On that fateful day in 1979, the Marianists made a decision: In the spirit of Mary, they would go to India as ministers to the poorest of the poor.

The tenacity of the human spirit

When the first Marianists set foot on Indian soil in 1980, they began laying the groundwork for formation programs and ministries. More than 100 native Marianist brothers and priests now serve in India, an outgrowth of those early efforts, and a variety of programs, schools and outreach ministries to assist the neediest segments of society — especially women and children — have taken hold.

The Marianists sponsor seven primary and vocational schools that mainly serve the needs of tribal groups, some of the most disenfranchised people in India. They also sponsor a parish, two skills training centers to help unemployed youth learn job skills, day care and afterschool programs for children living in the slums and self-help groups and empowerment programs for women. Three years ago, they launched a rural development project in north central India that is becoming a model for addressing issues of rural poverty (see story on page 6).

The goal of these ministries is to uplift people’s lives through education. While the Marianists have gifted India in many ways, says Marianist Brother Augustus Surin, district superior for the District of India, “the biggest gift is a quality Marianist education, one that emphasizes the dignity of the whole person and helps young people grow in self-knowledge and self-esteem.”

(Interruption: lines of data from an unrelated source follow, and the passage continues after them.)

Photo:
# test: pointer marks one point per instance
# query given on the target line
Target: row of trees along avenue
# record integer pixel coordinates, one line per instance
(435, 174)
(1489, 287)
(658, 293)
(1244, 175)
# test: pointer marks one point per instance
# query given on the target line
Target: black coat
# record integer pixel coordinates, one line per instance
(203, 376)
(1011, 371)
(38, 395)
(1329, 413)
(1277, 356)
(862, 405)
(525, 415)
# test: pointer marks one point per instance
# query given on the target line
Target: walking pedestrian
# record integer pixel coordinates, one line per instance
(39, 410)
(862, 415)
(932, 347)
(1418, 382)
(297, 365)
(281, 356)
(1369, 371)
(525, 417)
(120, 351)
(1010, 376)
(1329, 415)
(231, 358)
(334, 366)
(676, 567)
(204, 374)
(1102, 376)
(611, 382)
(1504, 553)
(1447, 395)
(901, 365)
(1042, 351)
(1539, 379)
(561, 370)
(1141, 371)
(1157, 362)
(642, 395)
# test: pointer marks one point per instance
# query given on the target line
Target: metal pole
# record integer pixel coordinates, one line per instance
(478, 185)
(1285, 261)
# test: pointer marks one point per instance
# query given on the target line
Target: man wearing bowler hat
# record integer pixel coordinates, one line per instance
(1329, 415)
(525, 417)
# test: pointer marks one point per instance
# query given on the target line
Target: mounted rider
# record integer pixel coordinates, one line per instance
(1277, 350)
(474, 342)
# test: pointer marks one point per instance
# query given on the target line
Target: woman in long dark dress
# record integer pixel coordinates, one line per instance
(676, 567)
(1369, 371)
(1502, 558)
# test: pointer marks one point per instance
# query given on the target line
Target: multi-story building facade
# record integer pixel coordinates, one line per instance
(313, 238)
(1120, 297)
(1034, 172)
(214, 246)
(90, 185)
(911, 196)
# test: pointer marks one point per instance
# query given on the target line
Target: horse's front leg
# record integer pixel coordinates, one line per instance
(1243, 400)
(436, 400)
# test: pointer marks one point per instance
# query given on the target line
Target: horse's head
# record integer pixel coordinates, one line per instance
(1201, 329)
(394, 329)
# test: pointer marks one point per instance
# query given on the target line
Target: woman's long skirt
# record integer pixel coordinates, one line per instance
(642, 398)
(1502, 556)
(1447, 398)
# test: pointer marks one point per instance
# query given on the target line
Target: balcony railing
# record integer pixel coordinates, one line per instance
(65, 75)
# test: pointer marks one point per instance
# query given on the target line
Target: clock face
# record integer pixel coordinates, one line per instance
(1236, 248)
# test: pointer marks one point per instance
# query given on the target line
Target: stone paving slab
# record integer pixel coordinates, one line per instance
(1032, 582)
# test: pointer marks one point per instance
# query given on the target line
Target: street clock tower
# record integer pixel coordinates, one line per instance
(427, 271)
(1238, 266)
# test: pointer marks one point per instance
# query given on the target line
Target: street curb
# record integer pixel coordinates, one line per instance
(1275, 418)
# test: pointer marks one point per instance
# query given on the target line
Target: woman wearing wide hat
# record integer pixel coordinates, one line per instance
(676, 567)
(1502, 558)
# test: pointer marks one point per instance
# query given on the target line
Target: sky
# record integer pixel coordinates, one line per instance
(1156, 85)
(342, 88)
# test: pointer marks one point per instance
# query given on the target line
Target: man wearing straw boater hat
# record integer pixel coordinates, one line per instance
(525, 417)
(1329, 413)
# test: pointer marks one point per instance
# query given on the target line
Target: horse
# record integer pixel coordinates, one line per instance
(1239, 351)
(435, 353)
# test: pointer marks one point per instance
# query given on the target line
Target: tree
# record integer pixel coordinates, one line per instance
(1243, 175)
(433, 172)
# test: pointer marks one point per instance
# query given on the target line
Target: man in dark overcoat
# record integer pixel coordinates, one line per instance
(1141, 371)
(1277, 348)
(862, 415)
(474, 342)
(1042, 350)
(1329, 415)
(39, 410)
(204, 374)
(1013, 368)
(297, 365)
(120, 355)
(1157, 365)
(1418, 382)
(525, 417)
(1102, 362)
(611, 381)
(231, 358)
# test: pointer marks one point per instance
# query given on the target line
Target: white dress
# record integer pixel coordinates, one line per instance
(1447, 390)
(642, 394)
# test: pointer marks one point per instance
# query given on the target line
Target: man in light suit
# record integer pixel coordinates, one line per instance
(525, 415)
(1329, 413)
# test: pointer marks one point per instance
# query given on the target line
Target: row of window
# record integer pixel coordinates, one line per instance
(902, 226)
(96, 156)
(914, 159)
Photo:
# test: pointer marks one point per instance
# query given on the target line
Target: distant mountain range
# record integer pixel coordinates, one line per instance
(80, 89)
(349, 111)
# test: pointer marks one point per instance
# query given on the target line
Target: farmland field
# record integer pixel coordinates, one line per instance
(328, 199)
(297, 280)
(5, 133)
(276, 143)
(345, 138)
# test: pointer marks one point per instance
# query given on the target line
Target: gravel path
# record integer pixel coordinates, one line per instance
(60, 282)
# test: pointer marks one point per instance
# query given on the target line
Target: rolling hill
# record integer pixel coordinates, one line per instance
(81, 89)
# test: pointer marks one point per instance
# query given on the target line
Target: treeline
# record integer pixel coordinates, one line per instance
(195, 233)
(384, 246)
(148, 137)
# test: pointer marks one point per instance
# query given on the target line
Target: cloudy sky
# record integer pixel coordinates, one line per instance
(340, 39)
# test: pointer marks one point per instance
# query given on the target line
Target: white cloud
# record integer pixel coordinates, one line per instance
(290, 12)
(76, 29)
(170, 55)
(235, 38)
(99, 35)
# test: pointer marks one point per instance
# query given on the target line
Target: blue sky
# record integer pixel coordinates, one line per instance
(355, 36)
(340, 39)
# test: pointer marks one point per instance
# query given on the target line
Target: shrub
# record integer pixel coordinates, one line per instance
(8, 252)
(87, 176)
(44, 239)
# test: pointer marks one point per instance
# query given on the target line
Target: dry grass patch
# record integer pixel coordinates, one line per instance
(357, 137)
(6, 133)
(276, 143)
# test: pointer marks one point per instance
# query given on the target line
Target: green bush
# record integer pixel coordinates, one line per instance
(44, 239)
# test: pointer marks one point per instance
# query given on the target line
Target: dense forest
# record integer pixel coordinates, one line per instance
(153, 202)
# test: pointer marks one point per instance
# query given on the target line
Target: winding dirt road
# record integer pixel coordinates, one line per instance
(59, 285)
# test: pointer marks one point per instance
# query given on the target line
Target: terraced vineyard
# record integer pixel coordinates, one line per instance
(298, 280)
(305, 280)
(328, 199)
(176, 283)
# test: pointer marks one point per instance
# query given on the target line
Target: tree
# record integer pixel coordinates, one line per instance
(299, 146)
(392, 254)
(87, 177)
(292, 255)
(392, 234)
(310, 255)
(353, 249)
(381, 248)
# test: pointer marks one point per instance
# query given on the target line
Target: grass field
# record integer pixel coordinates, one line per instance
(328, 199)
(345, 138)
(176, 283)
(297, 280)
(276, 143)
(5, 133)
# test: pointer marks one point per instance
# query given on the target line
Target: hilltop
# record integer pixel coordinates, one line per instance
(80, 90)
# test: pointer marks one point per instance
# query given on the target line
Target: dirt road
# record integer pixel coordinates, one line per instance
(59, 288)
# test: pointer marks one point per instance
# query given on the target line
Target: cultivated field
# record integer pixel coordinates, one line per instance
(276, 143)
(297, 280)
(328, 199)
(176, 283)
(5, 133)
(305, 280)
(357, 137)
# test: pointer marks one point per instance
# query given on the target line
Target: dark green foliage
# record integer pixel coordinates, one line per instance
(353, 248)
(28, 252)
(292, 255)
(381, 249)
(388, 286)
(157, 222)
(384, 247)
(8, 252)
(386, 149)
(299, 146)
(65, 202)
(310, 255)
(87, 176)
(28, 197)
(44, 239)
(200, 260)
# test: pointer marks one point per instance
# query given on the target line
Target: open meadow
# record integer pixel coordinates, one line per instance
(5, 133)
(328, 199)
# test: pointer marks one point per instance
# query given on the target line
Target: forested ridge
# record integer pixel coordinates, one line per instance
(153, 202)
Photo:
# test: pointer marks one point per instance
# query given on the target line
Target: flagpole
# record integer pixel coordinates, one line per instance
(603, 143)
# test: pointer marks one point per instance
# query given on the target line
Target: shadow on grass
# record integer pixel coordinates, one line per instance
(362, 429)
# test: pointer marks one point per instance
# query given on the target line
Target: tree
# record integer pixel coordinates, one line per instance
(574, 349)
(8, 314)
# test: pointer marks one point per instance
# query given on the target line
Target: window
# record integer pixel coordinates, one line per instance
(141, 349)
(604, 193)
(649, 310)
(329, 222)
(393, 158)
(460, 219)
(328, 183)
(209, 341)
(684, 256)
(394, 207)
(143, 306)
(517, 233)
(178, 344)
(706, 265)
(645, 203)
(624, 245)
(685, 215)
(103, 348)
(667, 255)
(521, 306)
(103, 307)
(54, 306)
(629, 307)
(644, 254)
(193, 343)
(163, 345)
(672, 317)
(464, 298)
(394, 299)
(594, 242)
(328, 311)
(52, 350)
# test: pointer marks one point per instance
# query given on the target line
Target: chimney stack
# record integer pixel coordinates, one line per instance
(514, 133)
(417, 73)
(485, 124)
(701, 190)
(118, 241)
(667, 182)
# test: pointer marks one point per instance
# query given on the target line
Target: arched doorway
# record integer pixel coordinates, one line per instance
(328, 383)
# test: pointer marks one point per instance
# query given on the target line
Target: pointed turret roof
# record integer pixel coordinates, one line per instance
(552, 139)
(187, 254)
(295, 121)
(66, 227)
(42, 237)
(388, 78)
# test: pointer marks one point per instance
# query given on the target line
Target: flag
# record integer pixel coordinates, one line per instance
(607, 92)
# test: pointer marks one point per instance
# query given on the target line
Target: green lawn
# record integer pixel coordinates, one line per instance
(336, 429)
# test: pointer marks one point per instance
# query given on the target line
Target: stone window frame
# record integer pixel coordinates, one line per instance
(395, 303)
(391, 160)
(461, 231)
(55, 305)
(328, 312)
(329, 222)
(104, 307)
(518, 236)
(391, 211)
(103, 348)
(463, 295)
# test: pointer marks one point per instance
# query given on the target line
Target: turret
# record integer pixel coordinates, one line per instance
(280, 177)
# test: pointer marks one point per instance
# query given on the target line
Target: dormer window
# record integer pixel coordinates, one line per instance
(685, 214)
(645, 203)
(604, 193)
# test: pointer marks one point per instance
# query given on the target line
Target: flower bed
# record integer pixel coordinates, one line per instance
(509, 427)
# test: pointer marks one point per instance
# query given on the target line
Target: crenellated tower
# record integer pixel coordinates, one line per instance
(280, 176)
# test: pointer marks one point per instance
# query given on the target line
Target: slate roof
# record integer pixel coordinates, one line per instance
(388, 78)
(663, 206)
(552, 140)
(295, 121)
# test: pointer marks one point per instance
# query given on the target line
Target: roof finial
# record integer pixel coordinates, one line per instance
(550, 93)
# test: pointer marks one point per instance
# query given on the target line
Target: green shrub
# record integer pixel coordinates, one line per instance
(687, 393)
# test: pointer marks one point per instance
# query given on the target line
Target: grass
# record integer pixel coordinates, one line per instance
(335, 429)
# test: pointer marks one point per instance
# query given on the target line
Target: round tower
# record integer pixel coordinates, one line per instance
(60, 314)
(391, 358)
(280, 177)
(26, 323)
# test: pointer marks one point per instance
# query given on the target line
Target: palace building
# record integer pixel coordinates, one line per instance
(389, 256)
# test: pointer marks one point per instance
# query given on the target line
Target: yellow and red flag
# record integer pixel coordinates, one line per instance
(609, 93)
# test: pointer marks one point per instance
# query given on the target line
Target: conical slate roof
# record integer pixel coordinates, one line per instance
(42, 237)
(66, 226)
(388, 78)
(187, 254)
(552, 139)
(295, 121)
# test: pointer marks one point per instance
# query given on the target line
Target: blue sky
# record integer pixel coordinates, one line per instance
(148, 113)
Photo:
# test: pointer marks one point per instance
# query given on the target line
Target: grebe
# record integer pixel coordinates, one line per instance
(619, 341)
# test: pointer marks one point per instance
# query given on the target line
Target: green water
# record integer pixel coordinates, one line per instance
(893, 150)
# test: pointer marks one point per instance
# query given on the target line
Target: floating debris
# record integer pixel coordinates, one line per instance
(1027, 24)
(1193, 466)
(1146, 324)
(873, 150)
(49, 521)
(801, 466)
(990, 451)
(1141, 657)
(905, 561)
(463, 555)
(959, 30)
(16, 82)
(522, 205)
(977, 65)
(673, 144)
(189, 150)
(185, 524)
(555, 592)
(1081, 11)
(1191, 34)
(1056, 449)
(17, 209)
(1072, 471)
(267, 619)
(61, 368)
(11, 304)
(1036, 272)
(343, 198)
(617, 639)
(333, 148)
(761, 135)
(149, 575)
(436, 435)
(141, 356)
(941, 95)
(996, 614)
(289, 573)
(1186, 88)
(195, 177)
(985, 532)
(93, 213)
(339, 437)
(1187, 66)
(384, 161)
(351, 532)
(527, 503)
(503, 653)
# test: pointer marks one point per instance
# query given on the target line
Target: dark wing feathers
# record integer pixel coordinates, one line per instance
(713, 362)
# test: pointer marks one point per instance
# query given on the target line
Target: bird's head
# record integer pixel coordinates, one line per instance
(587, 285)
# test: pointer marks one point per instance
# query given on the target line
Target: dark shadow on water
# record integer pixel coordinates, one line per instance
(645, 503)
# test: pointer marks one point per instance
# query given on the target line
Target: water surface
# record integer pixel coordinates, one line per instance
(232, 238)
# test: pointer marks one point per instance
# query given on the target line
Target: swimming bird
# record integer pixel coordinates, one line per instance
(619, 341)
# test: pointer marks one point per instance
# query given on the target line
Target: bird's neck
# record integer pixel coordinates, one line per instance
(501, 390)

According to the 2011 census, India has grown to a staggering 1.2 billion people. While a surge of economic prosperity has created a growing middle class, a third of the population — 410 million people (more than the entire population of the United States) — still live on $1.25 a day or less.

Though the numbers seem overwhelming, Father Jack isn’t discouraged. “We think the Indians are capable of breaking out of this cycle of poverty with education, job skills, new competencies and a sense of their own goodness. We have witnessed this already. There is tremendous vitality in the Indian people. Though the misery is huge, the discrimination relentless, the corruption unbelievable, we are confident they can break through.”